Henry Luce Foundation/ACLS Grants to Individuals in East and Southeast Asian Archaeology and Early History Summer Field-School Scholarships (East and Southeast Asia) , Henry Luce Foundation/ACLS Grants to Individuals in East and Southeast Asian Archaeology and Early History Study and Research Fellowships (East and Southeast Asia)

Project

Paleoethnobotanical Training at the Berry Site Field School, Morganton Town, NC

Project

Comparative Palaeoethnobotanical Study on the Origin of Agriculture

Department

Institute of Archaeology

Location

Canada

Paleoethnobotanical Training at the Berry Site Field School, Morganton Town, NC

The Berry site archaeological field school aims to study Native American culture and community in upper Catawba Valley of western North Carolina during the 15th, 16th centuries ... This year excavations will take place at Fort San Juan, A Spanish garrison built at the Native American site of Joara in western North Carolina dated about 16th century. Prof. Gayle J. Fritz, palaeoethnobotanical expert from Washington University in St. Louis, will work as part of the project and set up her microscope station for preliminary sorting and analysis of these archaeobotanical samples in the Project Laboratory at Western Piedmont Community College. Besides receiving training in systematic archaeological field work techniques in this project, I will also gain more training in palaeoethnobotanical analysis, which is an invaluable experience for my own research interests in Thailand. After the field school, I plan to undertake supervised palaeoethnobotanical research with Prof. Fritz in the Washington Unversity Library for an additional two months.
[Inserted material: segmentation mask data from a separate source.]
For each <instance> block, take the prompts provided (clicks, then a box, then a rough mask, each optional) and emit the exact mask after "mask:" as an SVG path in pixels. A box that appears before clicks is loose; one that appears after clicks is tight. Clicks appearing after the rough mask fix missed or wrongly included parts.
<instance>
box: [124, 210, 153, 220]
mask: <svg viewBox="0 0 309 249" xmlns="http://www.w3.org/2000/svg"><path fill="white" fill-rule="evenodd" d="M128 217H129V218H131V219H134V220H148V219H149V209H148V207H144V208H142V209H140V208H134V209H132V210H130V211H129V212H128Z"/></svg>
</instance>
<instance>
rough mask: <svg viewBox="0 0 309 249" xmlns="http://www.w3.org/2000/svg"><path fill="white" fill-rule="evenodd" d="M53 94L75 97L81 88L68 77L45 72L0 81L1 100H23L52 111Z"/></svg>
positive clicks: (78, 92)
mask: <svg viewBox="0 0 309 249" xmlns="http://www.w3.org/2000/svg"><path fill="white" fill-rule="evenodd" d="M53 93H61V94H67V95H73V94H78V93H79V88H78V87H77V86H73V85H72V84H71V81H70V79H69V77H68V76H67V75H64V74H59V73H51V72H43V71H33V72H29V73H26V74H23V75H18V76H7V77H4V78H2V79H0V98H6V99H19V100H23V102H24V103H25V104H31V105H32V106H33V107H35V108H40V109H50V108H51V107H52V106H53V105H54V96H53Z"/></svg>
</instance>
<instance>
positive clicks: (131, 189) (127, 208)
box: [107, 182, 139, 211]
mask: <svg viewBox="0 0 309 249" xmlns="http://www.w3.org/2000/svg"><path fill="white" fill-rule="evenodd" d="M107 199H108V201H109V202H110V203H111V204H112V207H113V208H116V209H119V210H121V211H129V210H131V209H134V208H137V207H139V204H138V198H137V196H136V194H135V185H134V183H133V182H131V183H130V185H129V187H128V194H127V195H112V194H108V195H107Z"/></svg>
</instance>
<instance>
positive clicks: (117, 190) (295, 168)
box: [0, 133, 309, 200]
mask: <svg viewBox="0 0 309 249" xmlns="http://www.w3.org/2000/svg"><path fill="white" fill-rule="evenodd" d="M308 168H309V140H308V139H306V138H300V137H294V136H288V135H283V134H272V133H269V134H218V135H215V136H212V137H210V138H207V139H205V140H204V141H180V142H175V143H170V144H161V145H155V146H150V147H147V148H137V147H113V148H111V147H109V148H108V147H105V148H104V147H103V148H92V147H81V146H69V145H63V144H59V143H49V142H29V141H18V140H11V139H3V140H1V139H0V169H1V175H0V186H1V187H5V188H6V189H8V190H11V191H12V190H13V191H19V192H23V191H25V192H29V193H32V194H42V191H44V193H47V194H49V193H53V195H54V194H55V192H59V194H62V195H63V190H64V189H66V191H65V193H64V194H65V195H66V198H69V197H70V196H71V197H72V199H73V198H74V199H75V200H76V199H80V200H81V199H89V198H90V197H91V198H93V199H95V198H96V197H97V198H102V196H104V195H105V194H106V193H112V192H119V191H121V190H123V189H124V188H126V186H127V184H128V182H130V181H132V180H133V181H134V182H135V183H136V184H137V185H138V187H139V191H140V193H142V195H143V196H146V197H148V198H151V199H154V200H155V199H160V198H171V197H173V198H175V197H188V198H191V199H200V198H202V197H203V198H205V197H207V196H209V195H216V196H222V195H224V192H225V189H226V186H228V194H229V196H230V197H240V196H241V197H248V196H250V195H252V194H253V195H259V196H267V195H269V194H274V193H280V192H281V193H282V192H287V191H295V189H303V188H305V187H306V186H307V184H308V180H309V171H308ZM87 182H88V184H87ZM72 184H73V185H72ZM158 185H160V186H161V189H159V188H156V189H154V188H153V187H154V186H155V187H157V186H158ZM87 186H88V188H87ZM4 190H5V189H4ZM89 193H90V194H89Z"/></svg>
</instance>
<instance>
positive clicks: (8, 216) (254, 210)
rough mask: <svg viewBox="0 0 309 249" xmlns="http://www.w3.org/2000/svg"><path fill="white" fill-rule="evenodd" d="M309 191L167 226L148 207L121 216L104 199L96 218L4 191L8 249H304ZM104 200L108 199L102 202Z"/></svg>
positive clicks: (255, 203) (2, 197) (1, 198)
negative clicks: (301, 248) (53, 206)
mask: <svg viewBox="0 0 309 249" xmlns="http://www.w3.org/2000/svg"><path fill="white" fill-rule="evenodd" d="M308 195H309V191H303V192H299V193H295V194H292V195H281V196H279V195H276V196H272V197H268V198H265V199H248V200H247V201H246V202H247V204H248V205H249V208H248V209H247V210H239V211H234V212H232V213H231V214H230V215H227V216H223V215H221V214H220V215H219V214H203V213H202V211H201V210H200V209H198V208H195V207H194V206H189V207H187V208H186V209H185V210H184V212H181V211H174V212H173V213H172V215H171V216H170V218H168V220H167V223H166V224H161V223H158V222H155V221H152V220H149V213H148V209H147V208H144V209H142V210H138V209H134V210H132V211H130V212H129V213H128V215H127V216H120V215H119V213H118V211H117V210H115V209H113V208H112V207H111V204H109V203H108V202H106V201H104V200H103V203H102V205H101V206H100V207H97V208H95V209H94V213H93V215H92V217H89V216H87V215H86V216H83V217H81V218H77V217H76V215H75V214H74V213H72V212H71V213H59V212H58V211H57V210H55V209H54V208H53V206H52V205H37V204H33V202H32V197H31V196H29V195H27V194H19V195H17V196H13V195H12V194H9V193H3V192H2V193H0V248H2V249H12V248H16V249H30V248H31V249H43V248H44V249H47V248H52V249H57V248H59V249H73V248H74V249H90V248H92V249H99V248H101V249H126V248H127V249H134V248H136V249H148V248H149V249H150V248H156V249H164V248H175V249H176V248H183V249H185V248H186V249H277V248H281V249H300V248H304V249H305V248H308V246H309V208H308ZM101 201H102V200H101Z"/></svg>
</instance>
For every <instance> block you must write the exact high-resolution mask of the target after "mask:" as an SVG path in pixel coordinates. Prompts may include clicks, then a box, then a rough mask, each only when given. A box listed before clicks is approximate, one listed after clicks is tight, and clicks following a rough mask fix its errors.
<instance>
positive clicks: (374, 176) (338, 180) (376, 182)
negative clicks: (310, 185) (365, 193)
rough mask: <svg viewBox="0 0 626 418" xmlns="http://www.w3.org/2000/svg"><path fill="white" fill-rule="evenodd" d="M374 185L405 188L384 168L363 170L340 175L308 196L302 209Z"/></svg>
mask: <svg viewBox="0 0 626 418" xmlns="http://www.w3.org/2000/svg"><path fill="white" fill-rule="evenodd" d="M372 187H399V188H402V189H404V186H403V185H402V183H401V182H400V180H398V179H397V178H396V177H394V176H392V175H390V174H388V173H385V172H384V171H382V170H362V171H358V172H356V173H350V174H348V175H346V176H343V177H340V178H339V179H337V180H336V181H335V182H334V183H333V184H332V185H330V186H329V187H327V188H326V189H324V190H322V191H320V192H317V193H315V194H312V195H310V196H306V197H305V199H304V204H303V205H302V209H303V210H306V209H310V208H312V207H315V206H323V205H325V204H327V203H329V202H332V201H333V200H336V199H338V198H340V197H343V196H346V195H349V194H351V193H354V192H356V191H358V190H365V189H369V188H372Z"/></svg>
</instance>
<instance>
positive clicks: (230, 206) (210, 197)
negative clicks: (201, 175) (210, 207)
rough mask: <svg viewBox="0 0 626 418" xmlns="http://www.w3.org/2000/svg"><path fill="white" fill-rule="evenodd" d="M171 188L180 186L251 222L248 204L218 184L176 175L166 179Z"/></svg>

Comparative Palaeoethnobotanical Study on the Origin of Agriculture

Palaeoethnobotanists use plant remains as indicators of many social and environmental aspects of the past, from plant and people interaction to other forms of environmental adaptability. Macrobotanical identification is among the few plant identification methods that allows us to identify plant remains on a species level and gives archaeologists a clearer view of the past. However, the analysis of macrobotanical remains in Thailand and Southeast Asia still requires development of a comparative plant database and proper research techniques. Recovering botanical remains requires special training and management , and the lack of palaeoethnobotanical experts in Thailand has resulted in the inadequate study of subsistence patterns in the past decades. The training at The University of Toronto with Prof. Crawford will provide a full range of study, from the identification to the management of the samples after the excavation process. I can also participate in the Origins of Agriculture in Ontario (OAS) project for the training and learn about the archaeology of Southwest China (Yunnan) with Dr. Alice Yao, giving me important clues about the relationship between this area and northern Thailand. This interdisciplinary training will give me a better understanding of how long distance interaction influenced agricultural technologies, food consumption practices, and ultimately social change between East and Southeast Asia.